Your guide will greet you at the hotel and invite you for the fully private sightseeing.
The history of Lublin Jews is almost as long as the history of the city - it has about 700 years. Before the outbreak of World War II, the Jewish population constituted 30 percent of the citizens of the city. Over time, Lublin became the center of Jewish culture, religion and science. In the 1930s, the largest and most prestigious rabbinical school in the world was opened in Lublin. The town was called the Jewish Oxford and the Jerusalem of Poland.

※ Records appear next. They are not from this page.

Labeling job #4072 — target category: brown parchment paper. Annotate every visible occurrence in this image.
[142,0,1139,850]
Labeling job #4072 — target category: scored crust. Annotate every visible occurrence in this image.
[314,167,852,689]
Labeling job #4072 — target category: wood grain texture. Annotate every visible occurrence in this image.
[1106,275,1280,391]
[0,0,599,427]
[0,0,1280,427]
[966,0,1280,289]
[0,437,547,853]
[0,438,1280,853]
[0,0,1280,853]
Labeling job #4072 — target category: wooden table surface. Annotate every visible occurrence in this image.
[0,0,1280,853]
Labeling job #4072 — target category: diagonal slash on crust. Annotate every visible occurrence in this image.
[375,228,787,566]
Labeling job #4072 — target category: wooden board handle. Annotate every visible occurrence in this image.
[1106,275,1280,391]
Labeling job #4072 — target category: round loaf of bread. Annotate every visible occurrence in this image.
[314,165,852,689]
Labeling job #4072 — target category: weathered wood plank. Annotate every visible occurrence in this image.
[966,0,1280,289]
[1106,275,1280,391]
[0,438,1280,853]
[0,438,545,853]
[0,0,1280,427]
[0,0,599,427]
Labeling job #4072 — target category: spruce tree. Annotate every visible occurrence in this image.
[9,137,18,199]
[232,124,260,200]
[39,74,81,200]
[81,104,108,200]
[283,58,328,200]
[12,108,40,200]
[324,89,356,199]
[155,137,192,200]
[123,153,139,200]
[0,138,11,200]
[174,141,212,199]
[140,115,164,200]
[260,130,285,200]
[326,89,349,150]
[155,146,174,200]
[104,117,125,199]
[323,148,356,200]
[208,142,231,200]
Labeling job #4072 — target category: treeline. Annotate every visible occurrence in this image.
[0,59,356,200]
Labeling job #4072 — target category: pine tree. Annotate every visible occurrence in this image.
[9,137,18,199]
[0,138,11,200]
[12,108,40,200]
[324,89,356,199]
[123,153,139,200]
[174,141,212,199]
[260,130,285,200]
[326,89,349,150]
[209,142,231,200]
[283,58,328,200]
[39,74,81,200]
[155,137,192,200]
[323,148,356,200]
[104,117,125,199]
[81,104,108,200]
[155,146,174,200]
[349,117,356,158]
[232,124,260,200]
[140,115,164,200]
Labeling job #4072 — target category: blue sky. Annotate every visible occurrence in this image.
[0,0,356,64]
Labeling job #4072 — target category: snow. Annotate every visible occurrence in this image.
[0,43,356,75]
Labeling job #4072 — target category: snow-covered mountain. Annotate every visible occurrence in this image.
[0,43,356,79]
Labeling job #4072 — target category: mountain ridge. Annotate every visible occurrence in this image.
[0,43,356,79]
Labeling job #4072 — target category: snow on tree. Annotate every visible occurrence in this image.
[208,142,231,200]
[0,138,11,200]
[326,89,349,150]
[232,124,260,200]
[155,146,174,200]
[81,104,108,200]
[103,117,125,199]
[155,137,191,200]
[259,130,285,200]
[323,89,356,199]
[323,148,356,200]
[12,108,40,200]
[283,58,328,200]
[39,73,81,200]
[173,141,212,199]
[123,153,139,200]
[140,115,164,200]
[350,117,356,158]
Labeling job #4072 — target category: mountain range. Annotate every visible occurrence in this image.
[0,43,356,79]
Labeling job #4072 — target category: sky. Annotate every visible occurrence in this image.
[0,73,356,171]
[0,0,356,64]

Go through a Memorial Trail of Lublin Jews, that commemorates places related to the tragic history of the Jewish community and marks the borders of the ghetto in Podzamcze and the last road of Lublin Jews to Umschlagplatz, from where about 28,000 people were transported to the death camp in Belzec.
Hear about a world that no longer exists. See the Lublin castle, the Grodzka Gate (called also the Jewish Gate), Chewra Nosim Synagogue - the only preserved pre-war Jewish temple, the Old Jewish Cemetery, and the former Academy of the Sages of Lublin – currently hotel and synagogue. Finally, visit the Majdanek State Museum – the former German Nazi Concentration and Extermination Camp.
Enjoy the most important places for Jewish history in Lublin and learn from your guide what else you can discover on your own after this tour.